Tommaso Fagioli, con sua moglie come avete capito che qualcosa non andava?

"Federico da alcuni giorni era strano. Presentava un gonfiore sul ventre ed aveva una colorazione particolare sul viso, come fosse giallognolo. Ci siamo insospettiti ed abbiamo deciso subito di procedere con degli accertamenti più specifici".

Di che tipo?

"Anche su consiglio della pediatra, ci siamo rivolti al Salesi e il personale medico ha disposto una serie di esami, alcuni dei quali anche molto invasivi. Come la biopsia al fegato, che in realtà ci ha permesso di capire di che cosa soffrisse nostro figlio".

Ovvero?

"L’esame ha fornito un quadro piuttosto preoccupante, tant’è che la sintomatologia era compatibile con l’atresia delle vie biliari. Ovvero una malattia piuttosto rara che è causata dall’accumulo di bile nel fegato, piuttosto che nell’intestino. Inoltre aveva la bilirubina alta. E così si è deciso di procedere con l’intervento ospedaliero".

Chi lo ha realizzato?

"L’equipe guidata dal direttore della chirurgia pediatrica del Salesi, professor Giovanni Cobellis. Ci hanno anche informato che se la situazione fosse stata più grave del previsto, avrebbero dovuto applicare l’intervento di Kasai, che serve per costruire una via di drenaggio per permettere alla bile di uscire dal fegato e arrivare nell’intestino. Al giorno d’oggi è un’operazione sicura, ma che può lasciare conseguenze per tutta la vita. Invece, per fortuna, non c’è stato bisogno".

E perché?

"Perché quando Cobellis ha ‘aperto’ il corpicino di Federico ha visto che la bile per fortuna scendeva, seppure lentamente. E con un altro esame, la colangiografia, abbiamo scoperto con sorpresa che il fegato era occluso ma era comunque possibile deostruirlo dalla bile in eccesso. Le vie biliari funzionavano bene, non vi era atresia: bensì era la bile più densa che ostruiva. Quando l’intervento è stato completato, in sala operatoria medici e infermieri si sono lasciati andare ad un boato di gioia. Per aver salvato una vita, quella di nostro figlio, sottratta alla morte da grandi professionisti e campioni di umanità".

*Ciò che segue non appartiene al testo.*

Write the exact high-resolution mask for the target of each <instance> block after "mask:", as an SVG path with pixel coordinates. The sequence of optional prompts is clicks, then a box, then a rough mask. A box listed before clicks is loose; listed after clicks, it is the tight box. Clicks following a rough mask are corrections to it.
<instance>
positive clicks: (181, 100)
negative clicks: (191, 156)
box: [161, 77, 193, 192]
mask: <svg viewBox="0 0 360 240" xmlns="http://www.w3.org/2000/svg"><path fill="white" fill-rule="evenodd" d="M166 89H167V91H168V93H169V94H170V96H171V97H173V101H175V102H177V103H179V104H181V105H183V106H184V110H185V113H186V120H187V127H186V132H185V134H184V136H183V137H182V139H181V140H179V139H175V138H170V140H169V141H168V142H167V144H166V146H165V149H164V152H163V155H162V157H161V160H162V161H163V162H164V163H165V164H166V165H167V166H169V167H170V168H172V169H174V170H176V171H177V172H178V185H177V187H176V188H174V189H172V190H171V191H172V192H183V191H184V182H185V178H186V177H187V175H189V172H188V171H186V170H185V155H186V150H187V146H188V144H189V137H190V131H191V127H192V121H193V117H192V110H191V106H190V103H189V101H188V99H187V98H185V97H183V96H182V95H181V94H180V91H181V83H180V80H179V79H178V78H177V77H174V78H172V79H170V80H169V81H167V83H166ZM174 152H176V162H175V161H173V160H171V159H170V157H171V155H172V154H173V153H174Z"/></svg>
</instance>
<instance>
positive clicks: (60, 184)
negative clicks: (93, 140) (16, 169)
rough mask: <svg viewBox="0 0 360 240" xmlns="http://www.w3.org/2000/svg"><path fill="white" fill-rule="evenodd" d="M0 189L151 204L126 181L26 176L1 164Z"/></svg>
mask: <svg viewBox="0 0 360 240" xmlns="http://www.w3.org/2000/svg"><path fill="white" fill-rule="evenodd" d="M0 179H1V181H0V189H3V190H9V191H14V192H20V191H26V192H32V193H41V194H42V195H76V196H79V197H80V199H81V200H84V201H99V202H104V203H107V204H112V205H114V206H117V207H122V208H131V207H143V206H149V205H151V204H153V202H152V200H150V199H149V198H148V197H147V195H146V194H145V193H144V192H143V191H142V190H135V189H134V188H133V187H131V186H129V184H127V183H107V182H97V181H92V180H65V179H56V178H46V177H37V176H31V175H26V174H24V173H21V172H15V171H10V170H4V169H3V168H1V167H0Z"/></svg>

E che emozione avete provato?

"Ci siamo commossi, abbiamo pianto appena ci hanno avvertiti. Rischiavamo di perderlo entro un anno. Per questo abbiamo ringraziato con il cuore chi ha permesso a Federico di avere un futuro sereno. Oltre al professor Cobellis, voglio menzionare pubblicamente il dottor Carlo Catassi, direttore della clinica pediatrica, la dottoressa Simona Gatti, dirigente medico della clinica pediatrica e Alba Cruccetti ed Edoardo Bindi che hanno fatto parte dell’equipe. Nonché Lauretta Paolucci, la ferrista, che oltre ad essere un’amica di famiglia è stata il nostro angelo custode. Vicina a noi, dentro e fuori dalla sala operatoria. Abbiamo un’eccellenza straordinaria in casa nostra, ad Ancona, il Salesi, nella quale lavorano persone straordinarie, estremamente preparate, di un enorme spessore morale. Dobbiamo testimoniarlo a tutti".

Sua moglie come sta?

"Benissimo, ora. Ma abbiamo trascorso una ventina di giorni di inferno. Superati grazie alla sua tenacia e lucidità, che hanno fatto sì che potessimo andare avanti tutti con forza, fede e fiducia nella scienza e nella medicina. Elisa è stata brava a gestire la situazione dall’ospedale, io mi sono occupato della piccola Anna a casa. Non è stato semplice, ma è finito tutto per il meglio".

Ora?

"Ora siamo finalmente pronti per il battesimo di Federico. Sarà una grande festa con parenti e amici. Una festa che sa di vita e speranza".